Acheter ou louer en Suisse : que choisir selon sa situation ?

Face à des prix de l’immobilier qui ne fléchissent pas et des loyers sous pression, la question du choix entre achat et location revient régulièrement. En Suisse, cette décision est plus complexe qu’ailleurs, tant les conditions de financement, les exigences bancaires et les réalités locales varient d’un canton à l’autre.

Pourquoi acheter en Suisse reste difficile d’accès

Le principal obstacle à l’achat immobilier en Suisse, c’est l’apport personnel. Les banques exigent généralement 20 % du prix du bien en fonds propres, dont au moins la moitié ne doit pas provenir du deuxième pilier. Sur un bien à 950 000 francs — prix médian d’une maison de 4 pièces dans le canton de Fribourg selon ImmoScout24 — cela représente 190 000 francs à mobiliser. Un seuil qui exclut une large partie des ménages, même avec des revenus corrects.

À cela s’ajoute la règle des charges : le coût total du logement (intérêts hypothécaires calculés à un taux théorique de 5 %, amortissement et charges) ne doit pas dépasser un tiers du revenu brut annuel. Ce calcul prudentiel, conçu pour éviter le surendettement, empêche de nombreux candidats à la propriété de franchir le cap, même lorsque les taux réels sont bien inférieurs.

Malgré ces obstacles, l’achat présente des avantages concrets. La suppression prévue de la valeur locative — le revenu fictif imposé aux propriétaires occupants — renforcera encore l’attrait financier de la propriété pour les ménages peu endettés. Cette réforme, adoptée en Suisse, devrait modifier en profondeur les arbitrages fiscaux entre achat et location dans les prochaines années.

La location, un choix contraint pour beaucoup

Pour une grande majorité de ménages, la location n’est pas un choix stratégique mais une nécessité. Le taux de propriétaires en Suisse est l’un des plus bas d’Europe occidentale, autour de 36 %, selon les données de l’Office fédéral de la statistique. Ce chiffre s’explique autant par les contraintes financières que par une tradition locative ancrée dans les habitudes.

Mais le marché locatif suisse est sous tension. Avec un taux de vacance national tombé à 1 % en 2025, trouver un logement à louer dans les zones attractives relève du parcours du combattant. Les candidats doivent souvent multiplier les dossiers, accepter des délais d’attente importants et adapter leurs critères de recherche. Les loyers des nouveaux baux ont progressé de 17 % entre fin 2021 et fin 2025, selon l’indice Wüest Partner.

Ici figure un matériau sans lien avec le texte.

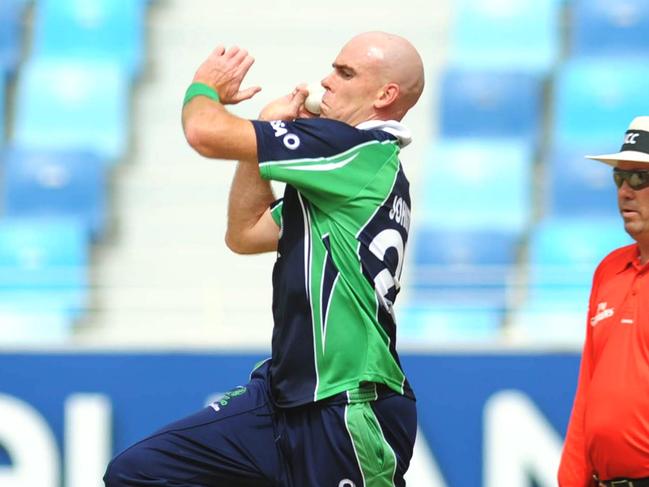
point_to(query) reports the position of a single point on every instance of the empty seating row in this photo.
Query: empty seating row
(528, 34)
(71, 124)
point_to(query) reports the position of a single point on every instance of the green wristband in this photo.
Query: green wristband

Dans ce contexte, certaines régions restent plus accessibles. Le canton de Fribourg, par exemple, affiche un marché locatif tendu mais moins saturé qu’à Genève ou Lausanne. La ville de Fribourg affichait un taux de logements locatifs disponibles de 1,05 % au premier trimestre 2025, selon l’Observatoire du logement et immobilier Fribourg, ce qui reste supérieur à la situation genevoise.

Immobilier en Suisse : quelles sont les tendances du marché ?

Comment arbitrer selon sa situation personnelle ?

La réponse dépend d’abord de l’horizon temporel. Pour un séjour inférieur à cinq ans, la location reste généralement plus rationnelle : les frais de transaction à l’achat (notaire, droits de mutation, courtage) représentent en moyenne 3 à 5 % du prix du bien, ce qui nuit à la rentabilité d’une revente rapide. Au-delà de cinq à dix ans, l’achat devient compétitif, surtout dans un marché où les prix continuent de progresser.

La stabilité professionnelle et géographique joue aussi un rôle central. Un ménage susceptible de déménager pour des raisons professionnelles aura intérêt à conserver la flexibilité que procure la location. À l’inverse, un couple ancré dans une région et disposant de l’apport nécessaire a tout intérêt à franchir le pas, d’autant que les taux hypothécaires actuels rendent le service de la dette nettement plus léger qu’il y a trois ans. Dans tous les cas, une simulation comparative sérieuse — intégrant les charges, la fiscalité et les perspectives locales — reste indispensable avant toute décision.